Apple Pay went broad and shallow – everywhere but nowhere users could use it in enough places to establish a habit. Having acceptance in a few prestigious national retailers that consumers visit once or twice a year coupled with a few fast food restaurants here and there that consumers also visit intermittently didn’t deliver enough density in any one place to drive usage and habituation in all of the places that matter.
And they’re following the exact same strategy on the web.

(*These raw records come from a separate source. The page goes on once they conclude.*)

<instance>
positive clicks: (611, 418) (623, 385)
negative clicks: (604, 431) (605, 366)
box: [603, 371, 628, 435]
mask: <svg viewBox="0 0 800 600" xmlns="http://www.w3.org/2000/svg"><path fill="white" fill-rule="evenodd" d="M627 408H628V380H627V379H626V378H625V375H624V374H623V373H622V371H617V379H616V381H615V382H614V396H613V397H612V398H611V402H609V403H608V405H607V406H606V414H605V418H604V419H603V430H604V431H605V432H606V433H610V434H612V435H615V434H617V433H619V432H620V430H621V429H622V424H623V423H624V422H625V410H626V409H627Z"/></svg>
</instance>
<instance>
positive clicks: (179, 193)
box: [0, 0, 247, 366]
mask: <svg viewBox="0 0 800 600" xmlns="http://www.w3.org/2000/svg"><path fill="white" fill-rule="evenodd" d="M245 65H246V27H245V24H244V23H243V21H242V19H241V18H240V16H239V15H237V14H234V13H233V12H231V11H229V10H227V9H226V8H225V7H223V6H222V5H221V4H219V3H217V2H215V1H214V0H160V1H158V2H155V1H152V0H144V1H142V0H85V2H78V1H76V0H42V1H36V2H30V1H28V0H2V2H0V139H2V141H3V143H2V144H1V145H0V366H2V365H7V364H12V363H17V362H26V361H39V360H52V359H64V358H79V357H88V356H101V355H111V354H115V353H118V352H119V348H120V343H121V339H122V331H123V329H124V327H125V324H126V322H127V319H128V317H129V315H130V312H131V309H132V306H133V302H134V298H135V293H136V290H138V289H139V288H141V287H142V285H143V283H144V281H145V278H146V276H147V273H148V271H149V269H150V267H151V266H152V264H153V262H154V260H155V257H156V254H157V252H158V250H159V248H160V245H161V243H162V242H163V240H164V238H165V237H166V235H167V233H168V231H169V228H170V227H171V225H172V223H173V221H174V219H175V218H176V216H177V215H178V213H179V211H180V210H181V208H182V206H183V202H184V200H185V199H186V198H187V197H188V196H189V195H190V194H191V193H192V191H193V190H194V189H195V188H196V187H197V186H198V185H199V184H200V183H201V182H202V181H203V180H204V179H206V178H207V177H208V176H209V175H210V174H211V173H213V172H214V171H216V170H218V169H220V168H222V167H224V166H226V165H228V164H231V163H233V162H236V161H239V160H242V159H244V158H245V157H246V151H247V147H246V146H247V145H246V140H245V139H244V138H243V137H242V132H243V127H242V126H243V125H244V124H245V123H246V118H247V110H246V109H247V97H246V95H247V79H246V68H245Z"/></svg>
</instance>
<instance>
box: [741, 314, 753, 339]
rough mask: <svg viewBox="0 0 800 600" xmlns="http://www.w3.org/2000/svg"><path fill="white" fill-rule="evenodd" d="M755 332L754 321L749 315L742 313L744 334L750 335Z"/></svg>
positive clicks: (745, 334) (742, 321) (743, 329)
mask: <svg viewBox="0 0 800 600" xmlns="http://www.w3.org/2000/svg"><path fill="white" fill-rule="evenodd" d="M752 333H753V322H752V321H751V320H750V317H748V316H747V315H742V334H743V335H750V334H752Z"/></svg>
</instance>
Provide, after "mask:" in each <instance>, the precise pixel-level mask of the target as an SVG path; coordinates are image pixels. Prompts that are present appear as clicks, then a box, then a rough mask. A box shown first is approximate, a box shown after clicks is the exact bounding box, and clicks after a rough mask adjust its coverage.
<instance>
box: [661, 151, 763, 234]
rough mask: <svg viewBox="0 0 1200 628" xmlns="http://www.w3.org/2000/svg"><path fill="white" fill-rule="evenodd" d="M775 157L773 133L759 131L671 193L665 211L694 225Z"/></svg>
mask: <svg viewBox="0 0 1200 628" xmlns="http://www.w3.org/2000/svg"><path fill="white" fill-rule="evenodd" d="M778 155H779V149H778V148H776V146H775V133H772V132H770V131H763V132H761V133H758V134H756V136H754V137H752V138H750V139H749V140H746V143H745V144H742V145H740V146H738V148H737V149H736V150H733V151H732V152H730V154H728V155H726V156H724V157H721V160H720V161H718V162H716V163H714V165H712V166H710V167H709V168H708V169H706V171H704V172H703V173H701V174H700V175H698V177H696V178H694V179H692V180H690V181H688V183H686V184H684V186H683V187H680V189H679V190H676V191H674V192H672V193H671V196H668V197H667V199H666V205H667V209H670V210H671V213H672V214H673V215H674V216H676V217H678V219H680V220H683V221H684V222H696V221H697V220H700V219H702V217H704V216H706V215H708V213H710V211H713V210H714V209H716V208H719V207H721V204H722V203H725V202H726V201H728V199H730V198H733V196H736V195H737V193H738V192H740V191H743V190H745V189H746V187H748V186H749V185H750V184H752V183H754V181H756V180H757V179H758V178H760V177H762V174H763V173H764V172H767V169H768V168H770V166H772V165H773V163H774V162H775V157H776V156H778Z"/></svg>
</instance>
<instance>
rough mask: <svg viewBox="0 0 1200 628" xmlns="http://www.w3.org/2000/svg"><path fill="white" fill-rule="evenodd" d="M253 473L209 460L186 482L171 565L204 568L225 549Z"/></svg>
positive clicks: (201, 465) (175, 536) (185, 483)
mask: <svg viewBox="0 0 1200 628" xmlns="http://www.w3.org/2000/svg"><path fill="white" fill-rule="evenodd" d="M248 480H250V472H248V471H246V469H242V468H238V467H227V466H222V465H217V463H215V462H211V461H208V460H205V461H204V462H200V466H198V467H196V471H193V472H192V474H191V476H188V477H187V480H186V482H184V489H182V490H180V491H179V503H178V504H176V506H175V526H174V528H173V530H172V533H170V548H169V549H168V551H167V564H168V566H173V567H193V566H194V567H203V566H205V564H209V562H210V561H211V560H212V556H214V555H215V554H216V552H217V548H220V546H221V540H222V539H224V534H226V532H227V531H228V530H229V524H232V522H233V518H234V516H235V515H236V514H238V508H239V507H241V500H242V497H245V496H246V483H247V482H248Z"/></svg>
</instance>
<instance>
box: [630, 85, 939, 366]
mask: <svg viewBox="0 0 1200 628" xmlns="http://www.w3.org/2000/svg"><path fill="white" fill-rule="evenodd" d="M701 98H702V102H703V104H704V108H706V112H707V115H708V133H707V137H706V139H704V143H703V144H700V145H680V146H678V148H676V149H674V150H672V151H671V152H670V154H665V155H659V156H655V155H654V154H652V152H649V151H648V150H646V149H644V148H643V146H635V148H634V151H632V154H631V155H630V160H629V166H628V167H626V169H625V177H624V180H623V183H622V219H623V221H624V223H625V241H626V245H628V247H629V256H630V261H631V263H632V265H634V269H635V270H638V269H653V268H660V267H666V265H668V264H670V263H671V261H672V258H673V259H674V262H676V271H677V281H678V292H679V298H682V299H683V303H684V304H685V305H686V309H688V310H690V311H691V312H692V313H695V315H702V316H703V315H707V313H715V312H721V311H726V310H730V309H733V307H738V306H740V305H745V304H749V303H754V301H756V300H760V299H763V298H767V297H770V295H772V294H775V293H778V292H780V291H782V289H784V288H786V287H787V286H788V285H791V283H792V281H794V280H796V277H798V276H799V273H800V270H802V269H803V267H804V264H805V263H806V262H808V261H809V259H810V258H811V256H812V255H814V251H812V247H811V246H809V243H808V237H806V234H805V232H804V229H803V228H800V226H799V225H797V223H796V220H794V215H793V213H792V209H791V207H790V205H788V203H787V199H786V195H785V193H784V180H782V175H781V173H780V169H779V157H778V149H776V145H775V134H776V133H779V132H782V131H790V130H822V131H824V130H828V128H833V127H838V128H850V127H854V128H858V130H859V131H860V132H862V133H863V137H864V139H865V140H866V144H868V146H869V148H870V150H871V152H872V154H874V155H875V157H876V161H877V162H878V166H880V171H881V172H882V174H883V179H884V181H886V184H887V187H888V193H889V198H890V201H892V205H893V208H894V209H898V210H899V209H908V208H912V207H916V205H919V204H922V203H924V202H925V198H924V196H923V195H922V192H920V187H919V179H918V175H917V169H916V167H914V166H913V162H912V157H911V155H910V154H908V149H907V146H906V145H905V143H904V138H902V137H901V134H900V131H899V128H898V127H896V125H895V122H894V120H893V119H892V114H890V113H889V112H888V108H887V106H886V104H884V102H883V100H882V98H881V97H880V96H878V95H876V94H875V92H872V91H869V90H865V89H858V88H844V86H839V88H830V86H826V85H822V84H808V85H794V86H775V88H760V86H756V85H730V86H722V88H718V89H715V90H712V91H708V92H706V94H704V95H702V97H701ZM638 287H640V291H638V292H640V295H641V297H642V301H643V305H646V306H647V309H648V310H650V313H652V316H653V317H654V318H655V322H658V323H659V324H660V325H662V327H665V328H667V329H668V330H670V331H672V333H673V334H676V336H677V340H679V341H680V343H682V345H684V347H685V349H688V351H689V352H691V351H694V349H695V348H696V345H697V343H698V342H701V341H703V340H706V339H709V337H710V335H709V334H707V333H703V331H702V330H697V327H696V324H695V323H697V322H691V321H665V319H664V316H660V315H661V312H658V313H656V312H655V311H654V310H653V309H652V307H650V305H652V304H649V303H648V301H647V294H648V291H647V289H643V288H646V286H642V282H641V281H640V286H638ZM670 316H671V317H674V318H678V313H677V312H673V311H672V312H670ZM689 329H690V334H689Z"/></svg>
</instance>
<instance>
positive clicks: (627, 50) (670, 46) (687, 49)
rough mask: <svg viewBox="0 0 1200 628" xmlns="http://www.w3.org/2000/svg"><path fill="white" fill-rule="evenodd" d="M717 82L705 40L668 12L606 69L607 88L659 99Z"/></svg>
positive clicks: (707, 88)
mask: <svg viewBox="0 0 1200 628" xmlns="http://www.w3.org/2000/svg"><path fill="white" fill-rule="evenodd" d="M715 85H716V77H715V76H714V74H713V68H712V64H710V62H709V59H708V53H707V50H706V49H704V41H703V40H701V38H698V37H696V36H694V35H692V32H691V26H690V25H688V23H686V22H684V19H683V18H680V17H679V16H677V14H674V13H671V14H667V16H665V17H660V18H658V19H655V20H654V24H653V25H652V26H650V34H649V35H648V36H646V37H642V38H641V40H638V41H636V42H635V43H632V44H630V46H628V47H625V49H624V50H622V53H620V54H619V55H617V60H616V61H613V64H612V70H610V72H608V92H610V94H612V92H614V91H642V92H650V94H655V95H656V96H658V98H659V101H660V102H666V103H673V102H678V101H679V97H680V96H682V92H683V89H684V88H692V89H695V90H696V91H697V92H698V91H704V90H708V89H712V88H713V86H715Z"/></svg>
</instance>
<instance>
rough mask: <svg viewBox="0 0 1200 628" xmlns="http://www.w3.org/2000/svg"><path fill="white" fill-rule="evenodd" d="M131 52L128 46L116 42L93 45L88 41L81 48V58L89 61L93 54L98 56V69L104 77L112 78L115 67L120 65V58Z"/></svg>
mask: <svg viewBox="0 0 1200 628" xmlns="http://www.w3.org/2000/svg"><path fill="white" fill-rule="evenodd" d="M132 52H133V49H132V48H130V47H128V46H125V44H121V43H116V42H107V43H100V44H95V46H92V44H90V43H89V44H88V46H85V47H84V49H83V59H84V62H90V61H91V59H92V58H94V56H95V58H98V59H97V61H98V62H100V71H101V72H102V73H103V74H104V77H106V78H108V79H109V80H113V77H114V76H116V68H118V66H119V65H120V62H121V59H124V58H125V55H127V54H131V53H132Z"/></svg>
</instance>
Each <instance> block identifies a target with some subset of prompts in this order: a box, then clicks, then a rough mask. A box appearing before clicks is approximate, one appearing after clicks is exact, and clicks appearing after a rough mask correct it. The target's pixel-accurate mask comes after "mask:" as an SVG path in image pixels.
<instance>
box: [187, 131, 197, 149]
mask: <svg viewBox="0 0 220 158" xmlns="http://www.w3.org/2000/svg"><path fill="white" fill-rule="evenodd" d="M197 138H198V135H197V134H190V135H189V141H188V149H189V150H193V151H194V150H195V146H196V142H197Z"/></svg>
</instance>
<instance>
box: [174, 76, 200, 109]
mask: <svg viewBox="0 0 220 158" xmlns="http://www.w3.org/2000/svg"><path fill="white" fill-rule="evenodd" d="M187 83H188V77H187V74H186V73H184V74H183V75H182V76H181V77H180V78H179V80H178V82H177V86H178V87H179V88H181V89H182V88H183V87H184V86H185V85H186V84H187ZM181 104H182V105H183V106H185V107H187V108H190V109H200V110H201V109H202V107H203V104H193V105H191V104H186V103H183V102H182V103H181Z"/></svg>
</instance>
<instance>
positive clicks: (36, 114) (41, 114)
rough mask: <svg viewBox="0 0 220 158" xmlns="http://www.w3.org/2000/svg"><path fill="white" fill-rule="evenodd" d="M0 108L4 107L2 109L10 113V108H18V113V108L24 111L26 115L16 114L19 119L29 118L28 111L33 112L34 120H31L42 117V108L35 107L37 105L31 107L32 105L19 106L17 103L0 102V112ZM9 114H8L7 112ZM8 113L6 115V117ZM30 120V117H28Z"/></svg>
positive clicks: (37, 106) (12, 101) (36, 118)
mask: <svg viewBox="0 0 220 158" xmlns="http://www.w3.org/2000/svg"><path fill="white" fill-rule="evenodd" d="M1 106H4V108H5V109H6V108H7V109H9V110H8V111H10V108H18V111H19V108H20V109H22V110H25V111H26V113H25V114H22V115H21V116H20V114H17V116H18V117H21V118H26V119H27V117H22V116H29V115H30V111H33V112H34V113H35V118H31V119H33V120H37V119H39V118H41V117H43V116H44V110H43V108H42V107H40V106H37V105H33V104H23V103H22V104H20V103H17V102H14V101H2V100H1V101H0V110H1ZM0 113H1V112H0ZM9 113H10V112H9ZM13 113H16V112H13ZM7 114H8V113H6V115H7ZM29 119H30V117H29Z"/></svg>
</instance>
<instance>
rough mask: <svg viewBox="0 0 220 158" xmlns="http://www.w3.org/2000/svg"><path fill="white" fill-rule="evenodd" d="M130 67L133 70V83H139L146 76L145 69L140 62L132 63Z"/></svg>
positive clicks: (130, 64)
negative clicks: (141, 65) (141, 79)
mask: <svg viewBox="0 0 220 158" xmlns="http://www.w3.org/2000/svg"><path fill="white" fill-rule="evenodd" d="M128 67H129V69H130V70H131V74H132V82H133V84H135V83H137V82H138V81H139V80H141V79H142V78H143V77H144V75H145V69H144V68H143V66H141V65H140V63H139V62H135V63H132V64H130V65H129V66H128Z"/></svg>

Some people are defensive that Apple Pay didn’t take off like a rocket ship and cause a massive mobile payments revolution. A few of the ones I’ve encountered —and this is getting to be a standard line in the media coverage now – are now singing the “it will take time” song with respect to Apple Pay, ignoring the fact that in platform land, time can be a platform’s worst enemy. The longer it takes for a critical mass of users to be developed, the more time that competitors, already with a head start, have to double down and put some distance between them and the platform contender.
That’s where Apple Pay is today. In payments, Apple’s embrace of a technology in-store that will take a long time to roll out, and on the web with a browser-centric strategy that few people use, has the potential to only put them further behind those whose platform, device, operating system and channel-agnostic approaches give them more time to leverage their existing assets to extend their lead.
And a lead that brings with it solving more than just “checking out” using a mobile payment app branded Apple Pay.
Apple is in an interesting spot right now, with Apple Pay, and as a company overall. As I’ve written previously, from a services perspective, they seem more and more of a “me-too” player. Apple Music is like Spotify, and Apple News like Flipboard.
But with Apple Pay, they’ve underestimated the complexity of payments and the difficulty of moving the vast majority of consumers to a new way to pay. Apple Pay, as Tim Cook said in London last year, will make cash disappear — never mind he said that in a country where cash is hardly used at all as a result of the success of plastic and now contactless — as it will compel consumers to use their phones to pay.
But that’s the issue. It’s not about paying, which was Apple Pay’s focus then, and is still now.
Adding value to merchants and consumers has to be about making that digital payments credentials smarter and more valuable. That, I believe, in-store will have very little to do with NFC in the U.S. and a lot more about how those credentials can be activated before the consumer even thinks about “checking out.”
On the web, there’s still a ton of friction at checkout, as our quarterly Checkout Conversion Index attests. As I was on the Neiman Marcus site doing my bit to help their bottom line, I couldn’t help but notice now the huge lineup of checkout buttons: PayPal, Visa Checkout, ShopRunner, American Express and MasterPass, in addition to card on file — all competing for my click.
Very soon, and on some sites now as I just encountered this weekend, it won’t be about the simple act of paying either. It will be about whose credentials consumers can use at most of the places that she shops, and what other value they deliver when she clicks “buy.”
There are lots of other players who do that today, doing it across platforms and channels and operating systems, and experimenting with new and creative applications of technology to reinvent how consumers and merchants interact – not just how they pay each other. Innovators who are not trying to swap out a plastic card for a phone, but in the words of Steve Jobs, to give consumers something they’d never ask for but once introduced to it, could never live without.
Twenty months in, it appears Apple Pay isn’t even close.